February 5, 2008 · Leave a Comment

Anyone who’s been struggling with SOA would do well to spend some time together with Jim Webber when he talks about Guerilla SOA. For a company that promotes the ESB concept like Zystems does, the guy delivers some heavy punches. Nevertheless, I believe there are some really important lessons for us in his message. When we talk about the virtues of the ESB, we do emphasize the key benefit of accessing back-end legacy data.
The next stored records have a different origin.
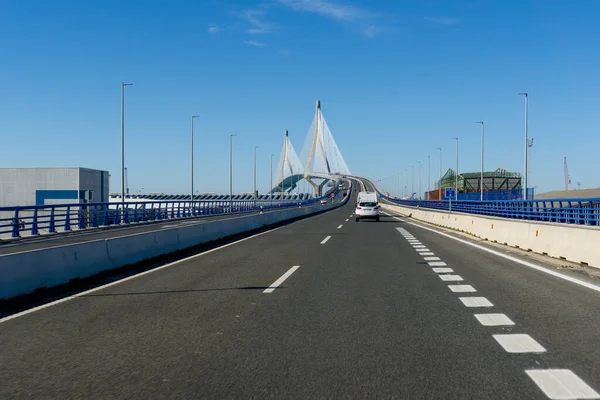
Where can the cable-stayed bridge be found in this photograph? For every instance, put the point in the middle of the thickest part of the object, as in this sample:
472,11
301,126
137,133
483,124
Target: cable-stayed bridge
323,160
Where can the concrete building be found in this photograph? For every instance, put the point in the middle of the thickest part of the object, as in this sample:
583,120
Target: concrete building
39,186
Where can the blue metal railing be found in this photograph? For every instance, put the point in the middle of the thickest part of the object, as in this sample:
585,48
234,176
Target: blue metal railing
564,211
35,220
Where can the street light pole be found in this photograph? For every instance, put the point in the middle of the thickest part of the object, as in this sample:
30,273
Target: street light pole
526,137
440,184
482,137
419,179
123,84
271,196
231,171
412,180
456,172
428,176
192,166
255,194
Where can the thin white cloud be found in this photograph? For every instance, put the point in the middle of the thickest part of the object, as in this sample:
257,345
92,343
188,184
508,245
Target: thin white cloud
328,8
254,43
359,19
255,18
443,20
370,31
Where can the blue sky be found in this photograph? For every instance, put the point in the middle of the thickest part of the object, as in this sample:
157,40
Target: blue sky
396,79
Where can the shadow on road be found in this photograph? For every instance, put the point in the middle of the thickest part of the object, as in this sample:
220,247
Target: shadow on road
177,291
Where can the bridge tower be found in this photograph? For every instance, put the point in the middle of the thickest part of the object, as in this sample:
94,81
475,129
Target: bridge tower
317,145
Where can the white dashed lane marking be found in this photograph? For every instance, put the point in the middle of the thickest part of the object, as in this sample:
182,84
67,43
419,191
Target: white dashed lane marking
476,302
442,270
462,288
561,384
555,383
279,281
519,343
437,264
493,319
450,278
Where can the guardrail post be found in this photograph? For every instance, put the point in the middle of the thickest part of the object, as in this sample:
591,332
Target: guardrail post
34,227
68,219
51,226
94,216
81,222
16,224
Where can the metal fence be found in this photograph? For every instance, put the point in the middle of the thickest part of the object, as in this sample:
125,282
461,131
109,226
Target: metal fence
496,195
564,211
35,220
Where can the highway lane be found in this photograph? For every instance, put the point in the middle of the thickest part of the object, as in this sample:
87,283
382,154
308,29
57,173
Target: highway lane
363,315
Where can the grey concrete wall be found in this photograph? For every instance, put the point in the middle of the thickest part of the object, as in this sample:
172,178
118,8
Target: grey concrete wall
95,180
18,185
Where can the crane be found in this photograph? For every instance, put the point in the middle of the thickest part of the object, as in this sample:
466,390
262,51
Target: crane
567,176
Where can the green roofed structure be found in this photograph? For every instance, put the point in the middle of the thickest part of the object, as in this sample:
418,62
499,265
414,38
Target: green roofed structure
499,179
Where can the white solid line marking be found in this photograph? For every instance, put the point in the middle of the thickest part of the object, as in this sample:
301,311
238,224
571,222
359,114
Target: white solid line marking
561,384
461,288
437,264
514,259
279,281
493,319
53,303
476,302
519,343
450,278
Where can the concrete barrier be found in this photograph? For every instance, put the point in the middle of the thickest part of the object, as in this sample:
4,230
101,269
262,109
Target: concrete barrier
574,243
22,273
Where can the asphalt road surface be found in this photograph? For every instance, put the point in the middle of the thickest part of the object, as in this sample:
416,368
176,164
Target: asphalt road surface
322,308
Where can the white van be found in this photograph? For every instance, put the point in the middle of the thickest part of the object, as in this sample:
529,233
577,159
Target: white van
367,206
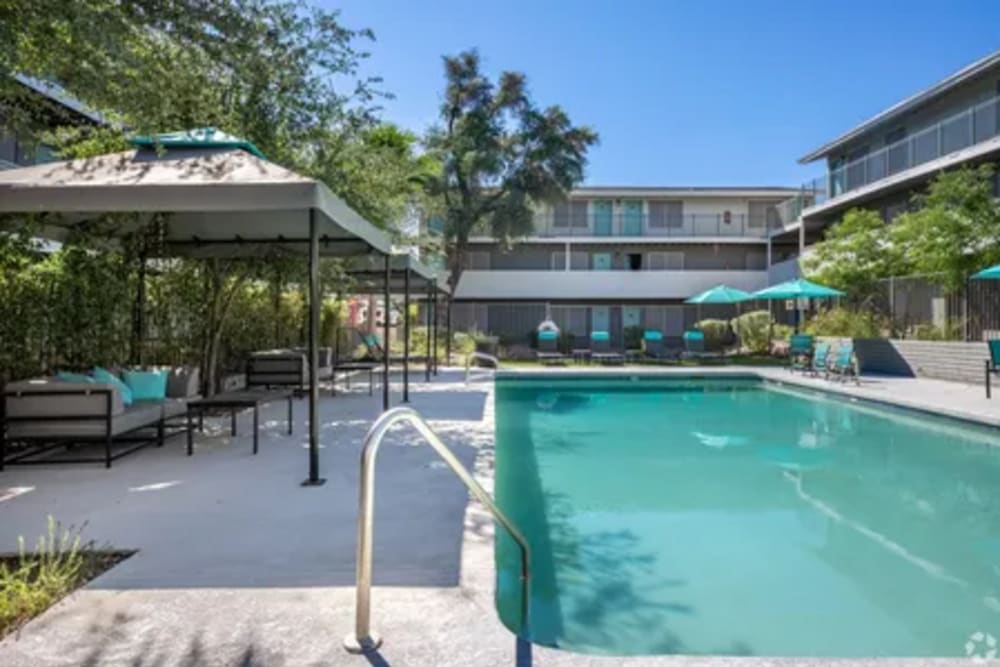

What I think we would all do well to consider is the ‘upper level’, i.e. where the business services reside. What Jim’s driving at, I think, is to make sure that anything on this level is standards based and open, not proprietary, which makes a whole lot of sense to me. And in a future where most applications have standards based interfaces, what, indeed, would be the purpose of a proprietary chunk of software in the middle? I do believe, however, that while we have lots of legacy apps to integrate, and lots of it outside of the SOA domain, methodologies to handle the ESB will be very much in demand.

But his most central insight, I think, is that all our efforts are “spaghetti agnostic”, i.e. our schemes and plans defy the spaghettiness of reality. We hope that magnificent tools and large-scale methodologies will somehow defeat the inherent messiness of reality. What we need is SOA – Spaghetti Oriented Architecture – hence his use of the term Guerilla SOA. I understand it as once and for all giving up the One Big Scheme pipe dream and find ways to embrace change. Quite a mouthful when you make your living trying to bring some orderliness to the integration world :-( .

As an aside, it warms my heart to hear Jim talk about the ESB as an Erroneous Spaghetti Box! That’s exactly what we claim might happen if you don’t have a simple and straight-forward way of developing integrations (such as Baseline). Never mind that the guy wants to get rid of the ESB altogether, or nearly so. As for governance, he promotes the idea of a wiki based solution, not a high-tech UDDI-monster. Again, hello Baseline Service Registry (our wiki-based documentation).